CITIC SEC released a research report stating that U.S. stocks are likely to experience a slight downward fluctuation leading up to the Federal Reserve's policy meeting on December 10-11, with capital rotating from tech to defensive sectors like healthcare and utilities. Following this, former President Trump is expected to nominate a new Fed chair candidate, potentially shifting market expectations toward a more accommodative monetary policy. As a result, U.S. stocks may rebound in the second half of December, further supported by the implementation of tax cuts for households starting January 1, which could bolster employment and consumption fundamentals.
Sector-wise, CITIC SEC recommends focusing on: 1) U.S. tech stocks with valuations better aligned with earnings; 2) Manufacturing, mid-to-upstream resources, and energy infrastructure (especially nuclear power) benefiting from reindustrialization and policy tailwinds; 3) Defense sectors boosted by fiscal spending; 4) Internet-based diagnostics that may gain from potential healthcare spending cuts; 5) Financials (particularly banks) in a potential rate-cut cycle.
Recent market movements saw U.S. stocks open higher but close lower on November 20, with tech stocks leading declines. The Nasdaq 100 and Philadelphia Semiconductor Index dropped 2.4% and 4.8%, respectively, with high-flyers like Micron, AMD, Lam Research, and Palantir falling over 5%. However, CITIC SEC attributes the sell-off to macro-driven profit-taking rather than panic over an AI bubble burst, especially after Nvidia’s strong Q3 earnings and guidance.
The Fed’s hawkish tone following September’s stronger-than-expected nonfarm payrolls (+119K vs. 51K expected) has fueled tighter policy expectations. Officials like Michael Barr and Beth Hammack emphasized caution against premature rate cuts, while Austan Goolsbee expressed unease about further easing in December. Despite this, labor market signals remain mixed: U3 unemployment rose to 4.4%, while U6 improved to 8.0%, and participation edged up to 62.4%. CITIC SEC notes potential downward revisions to August-September jobs data, suggesting underlying weakness masked by hawkish rhetoric.

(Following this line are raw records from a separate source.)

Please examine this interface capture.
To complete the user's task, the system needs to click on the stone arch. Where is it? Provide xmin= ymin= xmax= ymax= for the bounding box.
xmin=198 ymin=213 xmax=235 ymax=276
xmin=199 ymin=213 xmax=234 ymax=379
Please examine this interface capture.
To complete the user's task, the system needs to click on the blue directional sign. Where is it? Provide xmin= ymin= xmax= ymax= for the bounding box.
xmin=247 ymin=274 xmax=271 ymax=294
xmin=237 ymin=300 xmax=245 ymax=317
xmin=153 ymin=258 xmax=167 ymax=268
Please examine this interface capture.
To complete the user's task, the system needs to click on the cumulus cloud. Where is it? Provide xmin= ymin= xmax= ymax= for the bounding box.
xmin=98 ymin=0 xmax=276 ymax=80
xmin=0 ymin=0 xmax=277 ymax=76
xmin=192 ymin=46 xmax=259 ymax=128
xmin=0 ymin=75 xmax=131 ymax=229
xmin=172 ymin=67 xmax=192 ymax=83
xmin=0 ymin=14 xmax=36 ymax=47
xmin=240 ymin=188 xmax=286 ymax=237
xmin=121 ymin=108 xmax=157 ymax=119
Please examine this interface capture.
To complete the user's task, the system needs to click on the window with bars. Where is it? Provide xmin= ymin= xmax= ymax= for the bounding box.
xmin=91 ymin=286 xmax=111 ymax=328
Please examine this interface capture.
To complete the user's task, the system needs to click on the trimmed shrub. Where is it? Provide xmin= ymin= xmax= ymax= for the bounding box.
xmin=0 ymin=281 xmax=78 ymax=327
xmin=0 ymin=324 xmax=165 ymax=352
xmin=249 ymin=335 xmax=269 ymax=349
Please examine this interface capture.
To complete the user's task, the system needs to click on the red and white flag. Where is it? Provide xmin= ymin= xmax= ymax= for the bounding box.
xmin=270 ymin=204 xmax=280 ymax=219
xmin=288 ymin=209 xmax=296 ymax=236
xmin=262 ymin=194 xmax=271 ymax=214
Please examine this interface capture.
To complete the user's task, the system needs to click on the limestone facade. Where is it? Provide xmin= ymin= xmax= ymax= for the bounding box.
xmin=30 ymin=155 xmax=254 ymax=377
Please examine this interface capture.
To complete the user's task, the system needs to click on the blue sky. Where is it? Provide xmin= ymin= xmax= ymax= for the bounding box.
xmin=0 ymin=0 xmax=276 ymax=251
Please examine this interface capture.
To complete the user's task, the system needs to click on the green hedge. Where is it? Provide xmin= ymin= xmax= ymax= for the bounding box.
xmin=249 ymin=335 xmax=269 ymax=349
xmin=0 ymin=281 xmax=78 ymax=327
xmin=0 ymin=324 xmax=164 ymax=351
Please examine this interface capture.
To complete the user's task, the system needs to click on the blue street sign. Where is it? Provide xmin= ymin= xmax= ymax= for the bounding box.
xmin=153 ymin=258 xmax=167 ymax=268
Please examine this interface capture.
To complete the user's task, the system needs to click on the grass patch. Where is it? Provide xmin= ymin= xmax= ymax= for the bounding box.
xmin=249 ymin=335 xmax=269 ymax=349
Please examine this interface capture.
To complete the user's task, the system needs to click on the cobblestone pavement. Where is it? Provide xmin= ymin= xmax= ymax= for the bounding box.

Looking ahead, the December Fed meeting may mark the peak of hawkish sentiment, with focus shifting to Trump’s Fed chair nomination. Unless a staunch hawk like Kevin Warsh is picked, markets could revert to pricing policy easing post-decision.
On AI, CITIC SEC dismisses near-term bubble risks, citing robust demand (Google’s token processing surged to 1,300 trillion/month by October 2025) and supply-chain bottlenecks. Commercialization via ads, Agent Commerce, and enterprise solutions is accelerating, with Big Tech capex up 74% YoY in Q3 2025. Debt risks are confined to smaller cloud providers, while NVIDIA and OpenAI’s ecosystem resilience mitigates systemic concerns.
Earnings revisions remain upbeat, particularly in IT and healthcare, while valuation compression (S&P 500 down 4.2%, Nasdaq 100 off 6.5%) reflects multiple contraction rather than profit erosion.
Short-term, institutional participation may wane post-Thanksgiving (November 27), with retail activity picking up. Key data delays (CPI to December 18, PCE postponed) and completed earnings season leave the Fed meeting as the next catalyst. CITIC SEC expects a defensive rotation into healthcare/utilities pre-meeting, followed by a late-December rebound as policy expectations ease and fiscal supports kick in.